Teva Pharmaceuticals ($TEVA) CEO Jeremy Levin is determined to convince investors that the drugmaker is on the upswing these days. With some refocusing and restructuring, the generics giant can find a new path to the glories of yesteryear, Levin contended at the J.P. Morgan Healthcare Conference. And that restructuring--i.e., cost-cutting--won't require a major hit to payroll, he said.
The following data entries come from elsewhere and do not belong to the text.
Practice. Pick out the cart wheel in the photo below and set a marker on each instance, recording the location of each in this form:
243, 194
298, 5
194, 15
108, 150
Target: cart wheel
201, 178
As the Philadelphia Inquirer reports, Levin touted his cost-cutting plans at the conference--but not just for their effect on the bottom line. With 74 locations in 120 countries, Teva is too diffuse to zero in on its goals.
And those goals are complicated. To continue its generics dominance with decent profit margins, Teva has to keep a lid on manufacturing costs and take advantage of its geographic spread--efficiently. At the same time, Teva wants to build up a stable of profitable branded drugs--which means productive R&D (read expensive, but no more so than necessary). Smart buy-ins can help, too.
Development and deals require cash, of course. Hence Levin's move to squeeze costs out of its current operations. He's driving for $1.5 billion to $2 billion in savings over the next 5 years. It appears that Levin is more interested in scaling down Teva's footprint--phasing out some of those 74 locations--than in simple layoffs. Levin says "head count" will only play a "small role" in his efficiency plans, the Inquirer reports.